On my wall hangs a very special gift. A painting by my painting teacher, John Gordon, given to us on our wedding. I look at it every day.
There’s a big difference between seeing a painting once and having it on your wall, in your room, hanging out with you every day. And yet another difference between seeing a painting in a photograph in a book or on a screen and seeing it in person. I remember when my parents took me to see Starry Night when I was a kid, and I walked away thinking, “That was more of a sculpture than a painting.” It was practically three dimensional compared to my primary visual experience at the time, which was a Game Boy screen.
When I say I look at it every day, what I really mean is I happen to see it every day. Or maybe even more accurately, it is seen every day, in the passive voice. It’s not an active looking or observing or studying or thinking.
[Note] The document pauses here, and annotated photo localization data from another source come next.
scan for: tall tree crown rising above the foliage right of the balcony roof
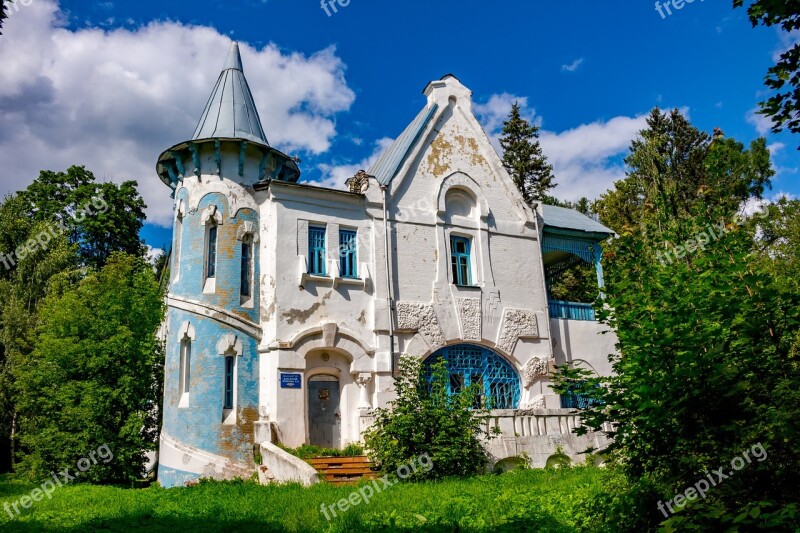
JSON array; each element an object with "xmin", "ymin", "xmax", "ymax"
[{"xmin": 592, "ymin": 109, "xmax": 774, "ymax": 235}]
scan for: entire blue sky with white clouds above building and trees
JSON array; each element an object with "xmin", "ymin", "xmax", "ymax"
[{"xmin": 0, "ymin": 0, "xmax": 800, "ymax": 247}]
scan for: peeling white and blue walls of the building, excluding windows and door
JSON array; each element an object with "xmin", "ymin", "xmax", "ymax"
[{"xmin": 159, "ymin": 77, "xmax": 610, "ymax": 486}]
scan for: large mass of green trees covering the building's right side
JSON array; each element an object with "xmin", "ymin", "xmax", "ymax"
[{"xmin": 556, "ymin": 113, "xmax": 800, "ymax": 530}]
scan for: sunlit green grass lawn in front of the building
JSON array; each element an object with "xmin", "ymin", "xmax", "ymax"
[{"xmin": 0, "ymin": 467, "xmax": 603, "ymax": 533}]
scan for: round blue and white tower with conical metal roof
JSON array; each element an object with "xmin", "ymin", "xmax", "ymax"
[{"xmin": 157, "ymin": 43, "xmax": 300, "ymax": 487}]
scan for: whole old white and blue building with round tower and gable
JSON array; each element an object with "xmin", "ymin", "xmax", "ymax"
[{"xmin": 158, "ymin": 44, "xmax": 616, "ymax": 486}]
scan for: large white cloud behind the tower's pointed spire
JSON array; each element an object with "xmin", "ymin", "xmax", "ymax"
[{"xmin": 0, "ymin": 0, "xmax": 355, "ymax": 224}]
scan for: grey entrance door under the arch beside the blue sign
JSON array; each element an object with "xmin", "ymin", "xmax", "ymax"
[{"xmin": 308, "ymin": 374, "xmax": 342, "ymax": 448}]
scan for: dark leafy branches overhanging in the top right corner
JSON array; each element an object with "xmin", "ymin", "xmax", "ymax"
[{"xmin": 733, "ymin": 0, "xmax": 800, "ymax": 140}]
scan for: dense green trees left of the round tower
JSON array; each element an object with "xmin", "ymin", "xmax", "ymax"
[{"xmin": 0, "ymin": 166, "xmax": 163, "ymax": 481}]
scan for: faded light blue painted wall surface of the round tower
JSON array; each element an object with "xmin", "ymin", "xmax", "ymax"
[{"xmin": 159, "ymin": 188, "xmax": 260, "ymax": 487}]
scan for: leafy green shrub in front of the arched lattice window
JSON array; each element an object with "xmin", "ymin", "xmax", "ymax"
[{"xmin": 365, "ymin": 357, "xmax": 487, "ymax": 481}]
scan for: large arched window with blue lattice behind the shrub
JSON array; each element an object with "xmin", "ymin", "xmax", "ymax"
[{"xmin": 423, "ymin": 344, "xmax": 520, "ymax": 409}]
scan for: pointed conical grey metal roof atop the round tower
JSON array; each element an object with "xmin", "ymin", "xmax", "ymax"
[{"xmin": 192, "ymin": 42, "xmax": 269, "ymax": 146}]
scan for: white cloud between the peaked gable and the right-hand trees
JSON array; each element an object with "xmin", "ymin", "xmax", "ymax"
[{"xmin": 473, "ymin": 93, "xmax": 648, "ymax": 200}]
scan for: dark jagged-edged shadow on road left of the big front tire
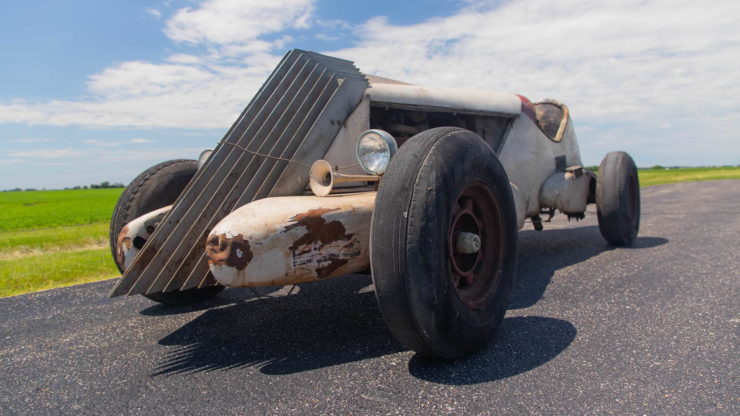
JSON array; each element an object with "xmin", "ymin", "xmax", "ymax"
[{"xmin": 153, "ymin": 275, "xmax": 406, "ymax": 376}]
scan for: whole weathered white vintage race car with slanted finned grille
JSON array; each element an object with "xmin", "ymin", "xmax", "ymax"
[{"xmin": 110, "ymin": 50, "xmax": 640, "ymax": 359}]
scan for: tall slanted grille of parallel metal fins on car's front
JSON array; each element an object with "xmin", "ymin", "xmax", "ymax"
[{"xmin": 110, "ymin": 50, "xmax": 368, "ymax": 297}]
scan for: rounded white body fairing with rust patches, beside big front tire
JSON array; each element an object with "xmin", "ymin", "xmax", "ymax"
[{"xmin": 206, "ymin": 192, "xmax": 375, "ymax": 287}]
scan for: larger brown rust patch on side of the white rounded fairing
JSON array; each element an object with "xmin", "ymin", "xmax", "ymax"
[{"xmin": 285, "ymin": 208, "xmax": 360, "ymax": 279}]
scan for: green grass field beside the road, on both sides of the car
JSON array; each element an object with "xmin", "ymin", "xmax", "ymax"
[{"xmin": 0, "ymin": 167, "xmax": 740, "ymax": 297}]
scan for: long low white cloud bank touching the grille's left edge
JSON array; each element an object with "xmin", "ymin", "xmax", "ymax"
[{"xmin": 0, "ymin": 62, "xmax": 277, "ymax": 128}]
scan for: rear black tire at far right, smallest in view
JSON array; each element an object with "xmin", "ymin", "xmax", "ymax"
[{"xmin": 596, "ymin": 152, "xmax": 640, "ymax": 246}]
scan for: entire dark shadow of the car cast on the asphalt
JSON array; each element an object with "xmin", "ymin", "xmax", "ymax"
[{"xmin": 149, "ymin": 227, "xmax": 667, "ymax": 384}]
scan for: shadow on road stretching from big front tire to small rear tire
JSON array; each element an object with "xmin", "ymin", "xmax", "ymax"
[{"xmin": 509, "ymin": 226, "xmax": 668, "ymax": 309}]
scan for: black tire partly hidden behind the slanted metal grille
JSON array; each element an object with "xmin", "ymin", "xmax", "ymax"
[{"xmin": 109, "ymin": 159, "xmax": 224, "ymax": 305}]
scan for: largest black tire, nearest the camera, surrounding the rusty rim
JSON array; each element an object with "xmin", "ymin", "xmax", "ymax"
[{"xmin": 370, "ymin": 127, "xmax": 517, "ymax": 359}]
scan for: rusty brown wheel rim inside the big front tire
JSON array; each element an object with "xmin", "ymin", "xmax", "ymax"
[{"xmin": 447, "ymin": 182, "xmax": 506, "ymax": 308}]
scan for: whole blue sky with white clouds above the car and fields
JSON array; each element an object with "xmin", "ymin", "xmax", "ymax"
[{"xmin": 0, "ymin": 0, "xmax": 740, "ymax": 189}]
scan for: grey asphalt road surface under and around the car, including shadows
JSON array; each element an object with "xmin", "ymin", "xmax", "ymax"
[{"xmin": 0, "ymin": 181, "xmax": 740, "ymax": 415}]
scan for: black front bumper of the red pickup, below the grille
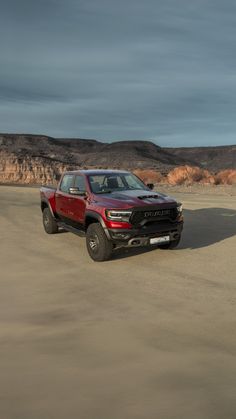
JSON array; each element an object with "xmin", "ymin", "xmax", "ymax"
[{"xmin": 107, "ymin": 221, "xmax": 183, "ymax": 247}]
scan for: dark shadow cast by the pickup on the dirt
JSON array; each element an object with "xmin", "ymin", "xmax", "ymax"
[{"xmin": 113, "ymin": 208, "xmax": 236, "ymax": 259}]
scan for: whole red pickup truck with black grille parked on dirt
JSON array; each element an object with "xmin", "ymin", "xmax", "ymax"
[{"xmin": 40, "ymin": 170, "xmax": 183, "ymax": 261}]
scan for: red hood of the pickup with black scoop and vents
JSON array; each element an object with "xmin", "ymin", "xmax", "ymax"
[{"xmin": 94, "ymin": 189, "xmax": 176, "ymax": 208}]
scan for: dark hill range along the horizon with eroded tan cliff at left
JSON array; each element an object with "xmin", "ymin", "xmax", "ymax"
[{"xmin": 0, "ymin": 134, "xmax": 236, "ymax": 183}]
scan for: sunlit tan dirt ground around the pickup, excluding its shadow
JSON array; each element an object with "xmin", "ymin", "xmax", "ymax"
[{"xmin": 0, "ymin": 186, "xmax": 236, "ymax": 419}]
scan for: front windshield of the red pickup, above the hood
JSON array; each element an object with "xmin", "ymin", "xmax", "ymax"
[{"xmin": 89, "ymin": 173, "xmax": 149, "ymax": 194}]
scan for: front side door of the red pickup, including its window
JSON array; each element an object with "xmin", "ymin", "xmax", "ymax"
[{"xmin": 70, "ymin": 175, "xmax": 87, "ymax": 224}]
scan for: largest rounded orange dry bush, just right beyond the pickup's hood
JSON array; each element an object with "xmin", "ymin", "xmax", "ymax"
[{"xmin": 167, "ymin": 166, "xmax": 215, "ymax": 185}]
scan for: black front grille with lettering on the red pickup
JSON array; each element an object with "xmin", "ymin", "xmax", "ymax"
[{"xmin": 130, "ymin": 208, "xmax": 178, "ymax": 225}]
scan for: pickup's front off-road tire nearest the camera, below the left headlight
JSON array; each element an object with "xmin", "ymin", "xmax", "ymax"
[{"xmin": 86, "ymin": 223, "xmax": 113, "ymax": 262}]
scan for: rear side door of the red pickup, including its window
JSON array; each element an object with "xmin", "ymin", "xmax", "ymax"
[{"xmin": 55, "ymin": 174, "xmax": 74, "ymax": 221}]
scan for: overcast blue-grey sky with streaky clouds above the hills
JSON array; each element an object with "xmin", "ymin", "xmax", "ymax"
[{"xmin": 0, "ymin": 0, "xmax": 236, "ymax": 146}]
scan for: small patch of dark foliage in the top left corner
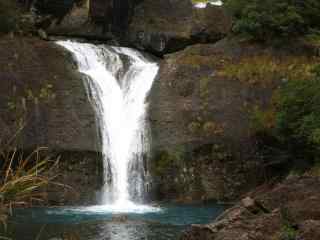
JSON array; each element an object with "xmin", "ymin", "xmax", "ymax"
[{"xmin": 0, "ymin": 0, "xmax": 20, "ymax": 34}]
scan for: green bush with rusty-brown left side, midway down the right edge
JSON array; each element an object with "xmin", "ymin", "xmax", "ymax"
[{"xmin": 251, "ymin": 62, "xmax": 320, "ymax": 172}]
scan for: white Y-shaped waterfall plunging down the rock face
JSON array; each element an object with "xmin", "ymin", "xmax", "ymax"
[{"xmin": 57, "ymin": 41, "xmax": 158, "ymax": 212}]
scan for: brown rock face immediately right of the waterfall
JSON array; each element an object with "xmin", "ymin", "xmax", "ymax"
[{"xmin": 150, "ymin": 41, "xmax": 277, "ymax": 201}]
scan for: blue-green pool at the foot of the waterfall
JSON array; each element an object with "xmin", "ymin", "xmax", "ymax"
[{"xmin": 7, "ymin": 204, "xmax": 225, "ymax": 240}]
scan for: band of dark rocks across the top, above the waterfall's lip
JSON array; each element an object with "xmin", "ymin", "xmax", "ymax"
[{"xmin": 36, "ymin": 0, "xmax": 231, "ymax": 52}]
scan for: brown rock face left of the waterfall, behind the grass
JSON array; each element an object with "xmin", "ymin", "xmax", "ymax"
[{"xmin": 0, "ymin": 37, "xmax": 101, "ymax": 203}]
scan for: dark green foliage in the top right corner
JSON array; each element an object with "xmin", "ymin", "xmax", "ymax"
[{"xmin": 225, "ymin": 0, "xmax": 320, "ymax": 41}]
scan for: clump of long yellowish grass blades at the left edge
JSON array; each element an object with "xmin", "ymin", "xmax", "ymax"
[{"xmin": 0, "ymin": 136, "xmax": 58, "ymax": 234}]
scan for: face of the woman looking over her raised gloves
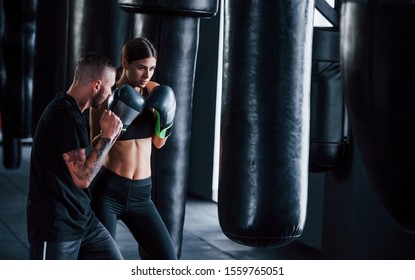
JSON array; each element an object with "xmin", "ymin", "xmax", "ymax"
[{"xmin": 123, "ymin": 57, "xmax": 157, "ymax": 88}]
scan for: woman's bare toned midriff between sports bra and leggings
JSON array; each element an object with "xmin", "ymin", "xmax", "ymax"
[{"xmin": 104, "ymin": 137, "xmax": 152, "ymax": 180}]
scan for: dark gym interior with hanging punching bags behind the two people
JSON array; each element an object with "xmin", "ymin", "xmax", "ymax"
[{"xmin": 0, "ymin": 0, "xmax": 415, "ymax": 260}]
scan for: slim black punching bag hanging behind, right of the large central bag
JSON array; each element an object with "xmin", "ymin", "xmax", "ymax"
[{"xmin": 309, "ymin": 0, "xmax": 348, "ymax": 172}]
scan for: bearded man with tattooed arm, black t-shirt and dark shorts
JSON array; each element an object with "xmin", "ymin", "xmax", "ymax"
[{"xmin": 27, "ymin": 53, "xmax": 122, "ymax": 260}]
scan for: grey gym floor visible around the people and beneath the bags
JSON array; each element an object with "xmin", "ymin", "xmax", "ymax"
[{"xmin": 0, "ymin": 143, "xmax": 320, "ymax": 260}]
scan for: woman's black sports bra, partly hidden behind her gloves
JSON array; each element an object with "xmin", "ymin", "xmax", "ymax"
[{"xmin": 117, "ymin": 88, "xmax": 156, "ymax": 141}]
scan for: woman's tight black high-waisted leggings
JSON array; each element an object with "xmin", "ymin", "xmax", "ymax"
[{"xmin": 92, "ymin": 167, "xmax": 177, "ymax": 260}]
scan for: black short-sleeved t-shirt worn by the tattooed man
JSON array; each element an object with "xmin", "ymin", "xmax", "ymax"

It’s not like going to the museum, standing across from the frame and canvas in what one of my art teachers called the “art stance” (you’d recognize it—leaning to one side, one arm crossed, the other on the chin, a slight furrow in the brow, ready to utter a “hmmm” or an “ah” at any moment) and pondering the history, context, techniques, and the artist’s meaning or message of the painting. Reading the little card with the title, the year, and an interesting fact.
No, it’s more like the thing my eyes rest on whenever my mind wanders off in contemplation. The painting is an object of contemplation. It doesn’t require direct, focused attention, and it doesn’t expect action or useful purpose. It is a place for passive, leisurely perception of things as they are. It is infused within and expands the scope of our perceptions through a background low simmering presence, day after day.
Yes, it’s a decoration, an ornamentation that makes the room it’s in more alive, more whole. It’s a beacon of the Quality Without a Name, a passage of wholeness that encourages wholeness in us—a reminder of what can be. That is its usefulness—its consistent, quiet yet alive presence. There is a living relationship between the painter, the painting, and the people who hang the painting on their walls. The painter’s careful and spontaneous observations and recording of their perceptions, embedded on the canvas, now encourage us to carry on with the same care and liveliness. Someone, somewhere took whatever time they had to create this picture, and it’s an invitation to us to join them in sensitive openness to our lives.
And what of museums? The houses of public art? Well, the answer is clear—go frequently. The first visit to a museum, it’s like visiting a new city. You go in with a plan. Maybe you go in open minded, but also with some questions and some goals. There may be specific special exhibits or permanent collections you want to explore. It’s a bit like an in real life social media feed, an all-you-can-see feast of visual appetite. Once we get visually fatigued, it's easy to start walking through a museum the way mindless scrolling happens. It might be best to limit visual activity in the couple days leading up to a museum visit, to not wear yourself out before you get there.
The second, third, or fiftieth time, the pressure of the first visit is lifted. You might find yourself willing to wander a bit more, with no plan at all. Or, you might find yourself revisiting favorite pictures like old friends—paintings you’ve seen a dozen times, but never tire of returning to. And you might find yourself noticing something in a picture you’ve seen many times but never quite caught on to before. It catches your eye, and a detail is revealed that could only come with multiple passes, like suddenly noticing an interesting building in your neighborhood you never even noticed before in your daily routine. Whatever may happen, the visit to a museum becomes a ritual, a routine, rather than a mission to complete.
If you’ve spent much time in this virtual workshop, with its dusty shelves and un-dusty workbenches smooth with the shine of frequent wear, you’ve probably noticed a scattering of half-finished paintings and websites around my corner of the shop. I’m wondering what paintings as an object of contemplation, as a quiet background presence, would look like on a website. Websites are all about active looking, browsing, searching. Where’s the place for resting the wandering mind on the texture of a brush stroke? Where are the online galleries we return to again and again like familiar museum halls? I’m not sure, but I hope to experiment with web-places like that. Until then, my feet are headed to the museum… and I leave you with a request: please, show me the art on your walls!
I seek the doors of museums compulsively, to be close to the marble and the canvas, the way I seek quiet solitude at the end of a long day.